En partie, bien sûr. Il a permis à des mouvements révolutionnaires d’exister, des Printemps arabes à #MeToo. C’est l’héritage de Mai 68. Mais la protestation numérique bute sur le fait qu’elle ne croit pas aux institutions. Elle nourrit, à sa manière, les populismes, non seulement en participant à l’augmentation des inégalités mais aussi à la polarisation idéologique. C’est l’un des éléments les plus imprévisibles de la révolution numérique. On pensait qu’elle allait faire advenir une nouvelle intelligence collective. Elle a accouché de son contraire : un monde de fake news, de complotisme et de post-vérité. Les réseaux sociaux alimentent ce que les psychologues et les économistes appellent le biais de confirmation : ce qu’on cherche sur les réseaux sociaux, ce ne sont pas des informations ni des contradicteurs mais des moyens de confirmer ses a priori, ses préjugés. Les réseaux sociaux transforment nos croyances en biens de consommation. On choisit en ligne celles auxquelles on veut adhérer.
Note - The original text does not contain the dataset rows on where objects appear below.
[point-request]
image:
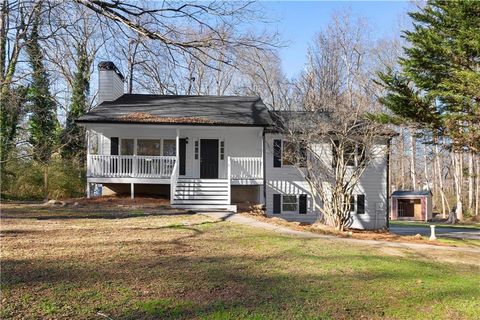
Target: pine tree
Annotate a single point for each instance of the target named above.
(438, 85)
(43, 124)
(73, 137)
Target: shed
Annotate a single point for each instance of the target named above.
(411, 205)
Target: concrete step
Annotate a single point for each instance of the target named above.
(200, 197)
(201, 207)
(200, 201)
(186, 180)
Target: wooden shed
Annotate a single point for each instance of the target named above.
(411, 205)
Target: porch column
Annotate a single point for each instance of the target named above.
(177, 145)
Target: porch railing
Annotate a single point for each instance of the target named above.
(246, 168)
(130, 166)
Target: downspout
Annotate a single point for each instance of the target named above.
(388, 183)
(264, 171)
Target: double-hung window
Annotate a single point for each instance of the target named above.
(289, 203)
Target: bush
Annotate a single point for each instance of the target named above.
(24, 180)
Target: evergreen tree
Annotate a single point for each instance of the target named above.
(73, 137)
(43, 124)
(438, 86)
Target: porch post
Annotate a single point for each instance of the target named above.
(177, 144)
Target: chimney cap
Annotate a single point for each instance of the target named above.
(109, 65)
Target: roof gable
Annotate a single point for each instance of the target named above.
(174, 109)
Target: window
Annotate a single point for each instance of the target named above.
(352, 203)
(169, 147)
(352, 154)
(148, 147)
(360, 204)
(349, 154)
(289, 203)
(93, 142)
(288, 153)
(196, 149)
(222, 150)
(126, 147)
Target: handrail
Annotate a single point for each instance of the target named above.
(130, 166)
(173, 181)
(229, 179)
(247, 167)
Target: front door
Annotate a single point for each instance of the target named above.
(182, 154)
(209, 158)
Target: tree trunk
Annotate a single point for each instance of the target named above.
(413, 157)
(440, 183)
(477, 191)
(471, 180)
(402, 159)
(457, 164)
(45, 183)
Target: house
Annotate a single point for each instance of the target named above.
(206, 152)
(411, 205)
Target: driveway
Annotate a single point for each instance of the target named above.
(457, 232)
(237, 218)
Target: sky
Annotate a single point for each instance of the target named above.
(299, 21)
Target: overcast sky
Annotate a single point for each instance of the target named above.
(299, 21)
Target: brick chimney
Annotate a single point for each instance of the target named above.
(110, 82)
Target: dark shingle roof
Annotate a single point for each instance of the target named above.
(411, 193)
(173, 109)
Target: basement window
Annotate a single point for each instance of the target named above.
(169, 147)
(222, 150)
(289, 203)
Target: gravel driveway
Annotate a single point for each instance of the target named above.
(441, 231)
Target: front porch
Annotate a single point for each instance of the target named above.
(118, 169)
(186, 159)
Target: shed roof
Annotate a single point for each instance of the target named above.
(411, 193)
(178, 109)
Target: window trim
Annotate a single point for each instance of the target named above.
(296, 203)
(357, 158)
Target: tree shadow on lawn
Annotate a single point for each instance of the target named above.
(69, 214)
(208, 284)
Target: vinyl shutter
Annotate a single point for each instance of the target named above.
(277, 203)
(277, 153)
(302, 204)
(114, 146)
(360, 204)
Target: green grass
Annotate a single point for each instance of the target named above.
(190, 267)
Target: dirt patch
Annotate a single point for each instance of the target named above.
(382, 235)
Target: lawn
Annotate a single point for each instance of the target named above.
(190, 266)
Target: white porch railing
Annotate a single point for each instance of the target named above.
(173, 181)
(130, 166)
(246, 168)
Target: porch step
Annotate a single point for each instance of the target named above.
(201, 194)
(201, 201)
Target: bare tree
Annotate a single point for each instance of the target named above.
(332, 141)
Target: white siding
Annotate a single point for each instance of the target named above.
(110, 86)
(286, 180)
(239, 141)
(289, 180)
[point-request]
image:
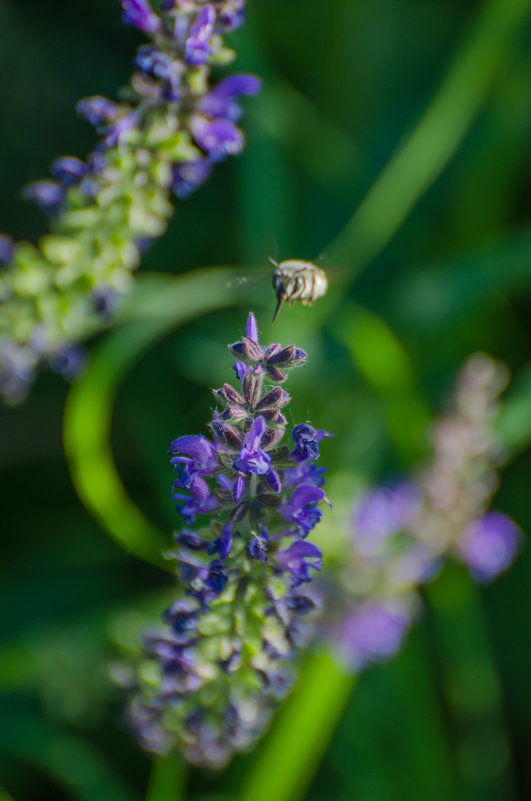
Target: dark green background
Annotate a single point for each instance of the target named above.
(346, 82)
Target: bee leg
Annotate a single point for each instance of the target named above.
(280, 301)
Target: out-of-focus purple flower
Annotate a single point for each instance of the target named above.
(372, 631)
(232, 14)
(301, 509)
(224, 543)
(298, 559)
(383, 512)
(201, 502)
(46, 194)
(189, 176)
(219, 138)
(98, 110)
(306, 441)
(257, 548)
(140, 14)
(69, 361)
(220, 101)
(252, 458)
(489, 544)
(197, 46)
(69, 170)
(7, 249)
(121, 127)
(217, 578)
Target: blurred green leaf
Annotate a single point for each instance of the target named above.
(420, 159)
(158, 304)
(385, 365)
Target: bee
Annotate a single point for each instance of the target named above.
(295, 279)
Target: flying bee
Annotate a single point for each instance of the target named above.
(295, 279)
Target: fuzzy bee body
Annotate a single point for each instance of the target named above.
(295, 279)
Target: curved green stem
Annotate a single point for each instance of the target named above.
(159, 304)
(417, 162)
(286, 760)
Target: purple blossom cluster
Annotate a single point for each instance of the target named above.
(175, 124)
(402, 535)
(248, 503)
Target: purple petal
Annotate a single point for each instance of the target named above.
(140, 14)
(372, 632)
(197, 47)
(98, 110)
(252, 328)
(220, 138)
(489, 545)
(199, 448)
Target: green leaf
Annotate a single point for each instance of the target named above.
(158, 305)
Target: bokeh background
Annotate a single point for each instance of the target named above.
(435, 266)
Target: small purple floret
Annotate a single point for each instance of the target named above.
(219, 138)
(298, 559)
(69, 170)
(489, 545)
(252, 459)
(372, 632)
(197, 46)
(98, 110)
(140, 14)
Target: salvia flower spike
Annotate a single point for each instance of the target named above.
(248, 503)
(173, 126)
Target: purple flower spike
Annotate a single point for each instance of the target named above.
(197, 47)
(98, 110)
(47, 194)
(298, 559)
(252, 328)
(252, 459)
(223, 545)
(306, 441)
(140, 14)
(7, 249)
(220, 102)
(69, 170)
(232, 14)
(372, 632)
(301, 509)
(220, 138)
(489, 545)
(201, 502)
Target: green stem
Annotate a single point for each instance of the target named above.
(159, 304)
(290, 753)
(417, 162)
(166, 782)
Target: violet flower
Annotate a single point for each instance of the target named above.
(176, 123)
(225, 655)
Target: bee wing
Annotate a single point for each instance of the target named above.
(249, 280)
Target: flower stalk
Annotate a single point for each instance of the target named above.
(171, 126)
(248, 504)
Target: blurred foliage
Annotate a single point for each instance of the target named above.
(415, 119)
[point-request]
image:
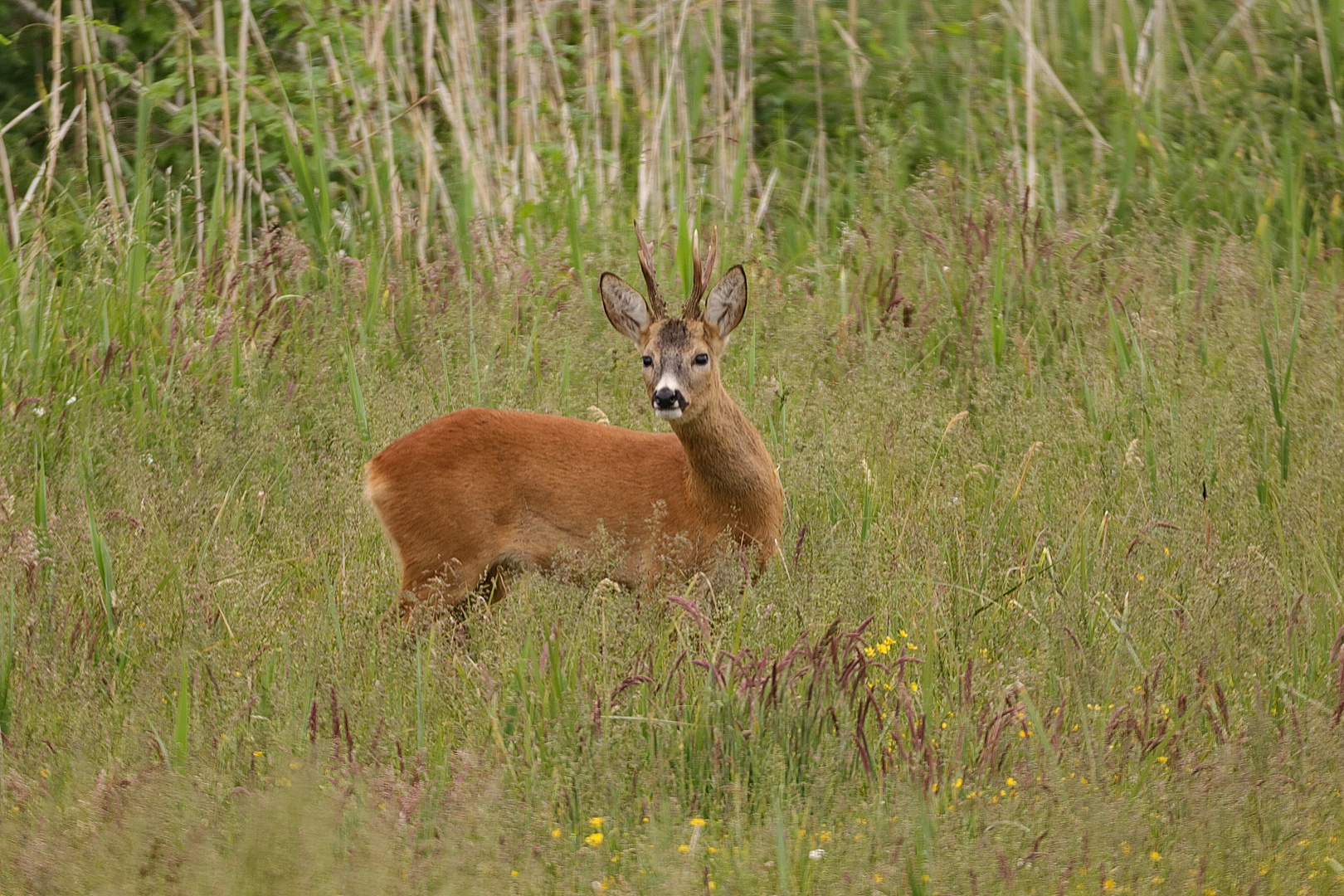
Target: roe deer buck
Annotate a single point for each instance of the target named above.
(477, 492)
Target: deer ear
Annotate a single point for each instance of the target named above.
(728, 301)
(624, 306)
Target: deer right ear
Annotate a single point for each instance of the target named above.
(624, 306)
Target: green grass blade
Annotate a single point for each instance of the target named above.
(182, 720)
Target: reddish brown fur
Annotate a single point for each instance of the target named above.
(480, 490)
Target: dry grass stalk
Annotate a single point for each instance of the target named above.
(1027, 22)
(54, 114)
(101, 113)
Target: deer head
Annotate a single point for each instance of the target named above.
(680, 353)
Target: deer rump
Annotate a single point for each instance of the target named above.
(480, 490)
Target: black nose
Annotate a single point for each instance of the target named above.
(667, 399)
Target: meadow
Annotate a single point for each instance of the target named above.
(1043, 334)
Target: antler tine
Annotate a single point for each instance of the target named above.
(650, 278)
(704, 271)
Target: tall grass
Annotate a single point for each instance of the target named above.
(1045, 334)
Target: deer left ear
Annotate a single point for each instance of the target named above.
(728, 301)
(624, 306)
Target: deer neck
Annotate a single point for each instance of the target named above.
(730, 472)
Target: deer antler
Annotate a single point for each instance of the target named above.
(702, 275)
(650, 277)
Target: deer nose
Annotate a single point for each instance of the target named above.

Vous dites qu’Internet coïncide avec le «triomphe de l’endogamie».
La promesse d’horizontalité a été accomplie mais de manière très étroite. L’horizontalité qu’on cherchait dans les années 60 est advenue mais dans le règne de l’entre-soi. Chacun vit socialement avec des groupes qui lui ressemblent et retrouve en ligne des gens qui pensent la même chose. La vie politique qui vise à forger des alliances, aussi bien à droite qu’à gauche, entre des groupes hétérogènes, a volé en éclat pour cette raison. La dernière élection présidentielle française a mis en tête quatre candidats soutenus par des partis qu’ils avaient créés eux-mêmes, sauf Marine Le Pen qui en a hérité de son père. Comme le dit le politologue Michel Offerlé : aujourd’hui la vie politique, c’est «un chef et Internet». Le grand défi est de retrouver des partis qui agrègent de la diversité sociale et politique.
Les réseaux sociaux ne sont-ils pas cruciaux pour alerter contre le réchauffement climatique par exemple ?
Les réseaux sociaux sont très puissants pour dénoncer l’inaction des gouvernements. C’est évidemment indispensable. Mais on ne pourra pas inventer de nouvelles manières de vivre et produire sur une boucle WhatsApp. Il faut que les différents corps sociaux inventent d’autres manières d’exercer leurs métiers. L’écologie n’est pas une nouvelle divinité qui produirait seule sa propre vérité. Internet permet la mise en alerte des problèmes. Mais le catastrophisme qui y domine ne mène pas à l’action. Dire qu’on va devoir renoncer à l’abondance, comme l’a fait Emmanuel Macron, n’est pas la bonne méthode. Il faut désirer un nouveau monde pour se décider à agir. Il faut pouvoir dessiner l’horizon d’une autre prospérité.
Comment situez-vous l’essor de l’intelligence artificielle ?
Elle est la force révolutionnaire qui s’annonce, donnant les moyens de surveiller un par un les 8 milliards d’humains qui peuplent la planète. Le pire des scénarios serait celui où l’IA prendrait en charge la gestion générale d’un système dans lequel les individus seraient totalement crétinisés au sens de Michel Desmurget dans la Fabrique du crétin digital. Le grand psychologue Daniel Kahneman expliquait que les humains fonctionnent à deux niveaux. Le premier système est impulsif, approximatif, simplificateur : il permet d’aller vite. C’est exactement celui où nous enferment les réseaux sociaux. Le second système est celui de la réflexion, celui qu’on sollicite quand on prend un crayon et qu’on fait des additions. C’est celui que l’IA va prendre en charge. Cette schizophrénie évoque celle que le sociologue Daniel Bell avait désignée comme la contradiction culturelle du capitalisme industriel : d’un côté il installe une discipline de fer dans l’ordre de la production, de l’autre il incite à la débauche dans l’ordre de la consommation. C’est cette logique poussée à l’extrême qui se dessine dans le capitalisme numérique : celle d’un crétin géré algorithmiquement. Il faut la casser. Il faut que les corps sociaux, les médecins, les enseignants, les syndicats, les collectivités locales, les communautés de savants reprennent la main sur leurs destins.